La problématique est simple : le fait pour une maison de négoce affiliée à un Château (bien connu) dans une appellation du Bordelais de commercialiser un vin d’assemblage, ne provenant donc pas dudit Château, en appellation « générique » Bordeaux, avec une étiquette reprenant le terme dominant et les éléments visuels de la marque domaniale, constitue t’il une pratique commerciale trompeuse pour les consommateurs ?
A chaque fois le Tribunal a répondu par l’affirmative mais il est vrai que les maisons de négoce étaient allées un peu loin dans la reprise de l’identité visuelle des Châteaux concernés.
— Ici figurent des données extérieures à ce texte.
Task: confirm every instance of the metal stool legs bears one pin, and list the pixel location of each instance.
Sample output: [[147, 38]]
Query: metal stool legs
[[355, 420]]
Depuis, Maucaillou a fait appel mais mal lui en a pris, puisque le Bordeaux de Maucaillou a vu sa condamnation confirmée en appel le 30 juin 2022 par la Cour de Bordeaux, réduisant toutefois l’amende principale de 200 000 à 150 000 Euros. La Cour relève elle aussi que « les différents éléments visuels graphiques et textuels induisaient le consommateur moyen à penser acheter un vin issu des vignes de la propriété Maucaillou, en l’absence de mentions explicites « négociants » ou « vin de négoce ».
Cette décision a notamment pour intérêt de préciser la définition du consommateur de référence, qui est un consommateur moyen de vin, aux connaissances modestes.
L’appel formé par le Bordeaux de By sera donc examiné attentivement.
Pour l’instant il s’agit toujours d’une jurisprudence bordelaise, essaimera t’elle dans d’autres régions?
Saint-Emilion : le nouveau classement
Quelques mois seulement après que le classement de…2012 ait été validé par la Cour administrative d’appel de Bordeaux, le nouveau classement, de 2022 donc, a été divulgué le 8 septembre 2022.
On savait déjà que Ausone, Angelus et Cheval Blanc, précédemment premiers grands crus Classés A, et La Gaffelière, premier grand cru classé B, excusez du peu, ne concouraient pas (privant tout de même de pas mal d’intérêt ce nouveau classement).
Le classement 2022 consacre 85 grands crus classés de Saint-Emilion, dont 2 premiers grands crus classés A (Pavie et désormais Figeac) et 12 premiers grands crus classés B.
Passons au fromage avec le Camembert de Normandie :
En janvier 2021, un avis de la Direccte faisait interdiction à certains industriels normands d’utiliser la mention « Fabriqué en Normandie » sur les étiquettes de leurs camemberts car ils ne respectaient pas les règles contraignantes de l’AOP « Camembert de Normandie » (au lait cru et moulé à la louche).
L’un d’eux, la coopérative Isigny Sainte-Mère, porte l’affaire devant le Conseil d’Etat, y voyant une injustice puisque son lait provenait de Normandie.
Le Conseil d’Etat rejette sa requête dans son arrêt du 22 juillet 2022, confirmant ainsi l’interdiction et soulignant que « l’interdiction (…) de la mention « fabriqué en Normandie » n’empêche aucunement les producteurs concernés de mentionner le nom et l’adresse de l’entreprise de fabrication ».